After losing Candace Parker, Allie Quigley and Courtney Vandersloot all in one offseason, one could expect Chicago to encounter its fair share of growing pains.
At the beginning of the season, it appeared as if perhaps the Sky would be able to emerge from their tumultuous offseason to remain contenders. It is easy to forget that Chicago actually began the season with a 5-1 record.
Then as the season went on, those departures began to catch up with the Sky and the team fell back down to earth. Chicago’s season was so rocky that former coach James Wade actually left the team midway through the season. He took a job as an assistant with the Toronto Raptors.
Emre Vatansever served in the stead of Wade – and Chicago managed to keep itself barely above water to claim the eighth and final playoff berth.
And in similar fashion as what happened with the Storm, the Sky also landed a major victory in the latter part of the season. Chicago signed Kahleah Copper, who was Finals MVP in 2021 to a new two-year contract.
Copper has clearly defined herself as the heart and soul of this franchise in the post-Quigley, post-Sloot era. This season, the Sky also received noteworthy contributions from Marina Mabrey, Courtney Williams and Elizabeth Williams among others.
The Sky are fortunate they made the playoffs because Chicago would not have been in the lottery even if they were on the outside looking in given they traded their first round pick to the Dallas Wings. There are still lots of questions about the Sky going forward – including how will the team go about its continued rebuild, is Vatansever the long-term option as coach and what will its ownership structure look like with new owners – including Dwyane Wade – coming in.
This one is arguably our biggest airball, but there was a point in the season where it may not have looked that way.
Just as the Sky got off to one of the league’s most impressive starts, Cheryl Reeve’s got off to one colder than a Minnesota winter. Minnesota began the season 0-6, but to the Lynx’s credit, most of those losses were not “bad losses.”
The Lynx certainly had the talent to be able to respond positively to that slump in the beginning of the season. Did Minnesota ever…
It helps when a team has Napheesa Collier back after taking off 2022 because she was giving birth. Collier was an All-Star in 2023. It especially helps when a team has a veteran in Kayla McBride (one of the best 3-point sharpshooters in the W) who knows a thing or two about being on winning teams.

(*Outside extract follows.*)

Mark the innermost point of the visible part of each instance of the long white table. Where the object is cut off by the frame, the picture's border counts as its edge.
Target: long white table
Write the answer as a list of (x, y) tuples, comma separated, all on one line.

It helps when a team has emerging talents like Dorka Juhasz and Diamond Miller also wasting no time in making an impact. Miller probably would have won Rookie of the Year if not for someone in Indiana whose name rhymes with “Jaliyah Tosbon.”
The Lynx went through a stretch of the season where they too – similar to Dallas – earned a victory over the Liberty on the Lib home floor. Instead of them being last in the standings and considering whether or not to tank for Minnesota’s very own Paige Bueckers, the Lynx are firmly in the playoffs as the six seed. That means they get Connecticut in the first round.
The Lynx are a classic example of a team playing with house money. They had nothing to lose and had very low expectations especially after the retirement of Sylvia Fowles. Minnesota showed that they still are a player in this league – and they recently inked a multi-year pact with McBride.
By the expectations placed upon this year’s rendition of the Lynx, one can already say that this was a successful season in the Twin Cities. Only time will tell if Cheryl Reeve adds a Coach of the Year award to her already large trophy case.